Polymer Upgrading and Processing
Polymer upcycling, in which low-value plastic waste is converted into high-value plastic for additional use, is an approach to extend the useful lifetime of a material, thereby reducing plastic waste and energy consumption. The sulfonation of waste aromatic polymers, such as polystyrene, is particularly interesting for creating electrically active plastics. In this collection, Kayser and co-workers [DOI: 10.1021/jacsau.4c00355] developed a sulfonation method capable of achieving a high degree of sulfonation with no side reactions using a sulfonic acid–base ionic liquid. The approach can sulfonate polystyrene up to 92%. In a demonstration of upcycling, sulfonated waste polystyrene was integrated into an organic electrochemical transistor, which showed performance consistent with devices using neat, nonwaste polystyrene. Finally, hierarchically structured carbon materials may be used in various applications ranging from energy conversion to storage. However, the production of structured carbon remains a challenge. In a Perspective, Lu, DeSimone, and co-workers [DOI: 10.1021/jacsau.4c00555] reviewed the challenges and opportunities of merging additive manufacturing and pyrolysis to produce structured carbon. The Perspective discussed the effects of chemistry, additives, and pyrolysis conditions on the resulting carbon structure. By combining the continuous liquid interface production vat photopolymerization with pyrolysis, the future of new structures and technologies is bright.
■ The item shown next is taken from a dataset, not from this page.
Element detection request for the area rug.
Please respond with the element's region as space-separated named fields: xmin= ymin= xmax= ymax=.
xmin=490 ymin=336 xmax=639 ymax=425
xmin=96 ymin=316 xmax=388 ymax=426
As the above collection of articles in this Virtual Special Issue demonstrates, polymers will play a diverse and important role in the clean energy transition. They will touch nearly every aspect of the clean energy transition from energy generation to energy storage to improving energy efficiency. Relatedly, new science and technology will reduce the energy required to produce polymers and extend their useful lifetime. Taken together, we remain in a plastic age. With correct societal management (as INC-5 negotiations [https://www.unep.org/inc-plastic-pollution/session-5], toward an international agreement on plastic pollution, draws to a close), plastics can transform from a material known primarily as a “throwaway” material toward a class of materials that will enable a new age, i.e., the age of clean energy.
Views expressed in this editorial are those of the authors and not necessarily the views of the ACS.